Last Sunday we celebrated the Feast of The Most Holy Trinity, the central mystery of our faith. Today we celebrate another great mystery: the real presence of Jesus under the form of bread and wine in the Eucharist. I honestly think this mystery is more difficult for many people to accept than the mystery of the Holy Trinity because four out of our five senses tell us that it is just bread and wine. But our sense of hearing, however, tells us the bread and wine is no longer bread and wine but it is the body and blood of Christ. I know some find it difficult. My question to you is, can you be humble enough to
add faith to your reason and intellect, to admit that intellect by itself does not provide all the answers and that God can perform miracles every day making it possible for bread and wine to become the Body and Blood of Jesus while keeping the same appearance? Can you add faith to your reason and logic? To help us in our weak faith, from time to time, God has given us Eucharistic Miracles so that we may believe in the real presence of Jesus in the Eucharist. Five years ago, I attended a retreat at a Benediction monastery and our retreat preacher was a Benediction priest. He showed us a pix. Do you know what it is? It is a Eucharistic container to take communion to the sick and home bound. The pix was given to him by a Jewish lady (which in turn was given to her by her mother - who was a concentration camp survivor). He said there is a story behind this pix. The pix was a cylinder figure, of three inches long, the size of a quarter in diameter. It may contain 25 to 30 pieces of the Eucharist. This story happened in Germany, at a concentration camp. A priest was secretly ministering to the Christians in the concentration camp, but finally he was captured. As he was being taken away, he handed his pix over to a Jewish woman and told her to serve the people who come to her.
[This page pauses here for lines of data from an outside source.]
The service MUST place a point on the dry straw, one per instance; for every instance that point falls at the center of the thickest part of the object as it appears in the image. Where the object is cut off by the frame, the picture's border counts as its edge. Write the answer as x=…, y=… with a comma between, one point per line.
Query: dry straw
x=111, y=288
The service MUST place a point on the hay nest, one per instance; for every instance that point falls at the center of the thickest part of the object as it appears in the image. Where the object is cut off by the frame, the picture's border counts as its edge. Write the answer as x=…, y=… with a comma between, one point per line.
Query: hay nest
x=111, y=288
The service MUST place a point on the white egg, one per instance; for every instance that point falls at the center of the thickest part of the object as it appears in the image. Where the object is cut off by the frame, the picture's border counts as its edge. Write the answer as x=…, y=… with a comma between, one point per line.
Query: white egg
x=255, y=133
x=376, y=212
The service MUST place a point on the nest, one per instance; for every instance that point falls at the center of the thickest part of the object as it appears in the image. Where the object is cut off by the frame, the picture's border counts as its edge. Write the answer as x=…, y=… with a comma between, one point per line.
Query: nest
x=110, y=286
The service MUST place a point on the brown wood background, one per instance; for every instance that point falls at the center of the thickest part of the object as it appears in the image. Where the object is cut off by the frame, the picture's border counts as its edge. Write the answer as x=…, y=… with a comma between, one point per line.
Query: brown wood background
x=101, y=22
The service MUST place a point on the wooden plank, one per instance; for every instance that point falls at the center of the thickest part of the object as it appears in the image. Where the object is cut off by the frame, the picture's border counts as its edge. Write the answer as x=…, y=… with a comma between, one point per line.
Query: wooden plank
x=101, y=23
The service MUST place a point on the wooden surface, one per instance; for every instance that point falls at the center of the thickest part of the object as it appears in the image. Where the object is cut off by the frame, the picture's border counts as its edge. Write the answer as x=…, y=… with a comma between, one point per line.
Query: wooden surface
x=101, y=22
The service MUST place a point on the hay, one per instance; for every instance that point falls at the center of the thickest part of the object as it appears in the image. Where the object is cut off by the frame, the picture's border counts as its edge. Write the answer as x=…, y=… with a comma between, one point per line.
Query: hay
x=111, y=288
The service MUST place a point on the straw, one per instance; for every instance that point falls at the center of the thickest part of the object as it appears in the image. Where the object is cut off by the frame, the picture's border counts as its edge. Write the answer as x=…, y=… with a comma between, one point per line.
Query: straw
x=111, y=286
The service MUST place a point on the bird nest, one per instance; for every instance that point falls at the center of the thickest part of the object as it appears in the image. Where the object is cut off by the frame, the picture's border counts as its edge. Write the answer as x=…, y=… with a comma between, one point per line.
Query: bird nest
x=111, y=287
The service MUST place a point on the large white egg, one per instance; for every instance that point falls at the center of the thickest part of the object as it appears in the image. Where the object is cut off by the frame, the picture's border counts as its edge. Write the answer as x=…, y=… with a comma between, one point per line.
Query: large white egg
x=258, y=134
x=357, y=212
The Jewish woman served the people with the Eucharist in the pix for over a year! The miracle is that the pix could only contain a maximum of 30 pieces of the Eucharist, but was able to feed hundreds of people over the course of a year.
Come to Jesus, not like a scientist trying to analyze, but come and trust, surrender, believe and receive his love. Say to Jesus that you believe He is really present in the Blessed Sacrament and gradually grow from merely believing, to loving Jesus, and being loved by Jesus. Come to visit Jesus in the Tabernacle here in the church’s chapel often where you will have a wonderful opportunity to trust, surrender, believe and receive the love of Jesus. Because our diocese loves Jesus in the Eucharist so much we have Perpetual Eucharistic Adoration in every town in our diocese. Every hour of every day and night, our diocese is trusting, surrendering, believing and receiving the love of Jesus in the Eucharist.
As a symbol of our love for Jesus we will carry him in procession. It is also a symbol of Jesus’ love for us. We cannot carry Jesus through every street or road in our parish, but nevertheless we know that Jesus is with us and loves us, his blood is poured out for us and his body broken for us. As Jesus passes you in the Blessed Sacrament adore him and thank him for all that he has done for us unworthy sinners. Also as Jesus passes you in the Blessed Sacrament ask him for whatever healing you need. Try to put words on the deepest healing of your life that you need and ask Jesus to heal you. Holy Communion is our healing remedy. I think you pay attention to the prayer that I say loudly which is supposed to be said silently before we receive communion. “May the receiving of your body and blood Jesus Christ not bring (me) us to judgment and condemnation and but through your loving mercy be for (me) us protection in mind and body and a healing remedy”. At every healing Mass and at every Eucharistic adoration, healing always takes place, especially when people are blessed with Jesus in the monstrance. Jesus in the monstrance will pass you by today. Adore him, love him and ask him for help. He is waiting for you. Remember the words of the consecration of every Mass recalling Jesus giving himself for us, “This is my Body which will be given up for you....This is the cup of my blood. It will be shed for you...”
I want to share with you a quotation from
Elizabeth Barrett Browning, “Earth's crammed with heaven, and every common bush afire with God, but only he who sees takes off his shoes; the rest sit round and pluck blackberries.” May Jesus in the Eucharist always be the very center and heart of our church, the center and heart of our faith, the center and heart of our parish, and the center and heart of the lives of each of us. O Sacrament most holy, O Sacrament divine, All praise and all thanksgiving be every moment thine!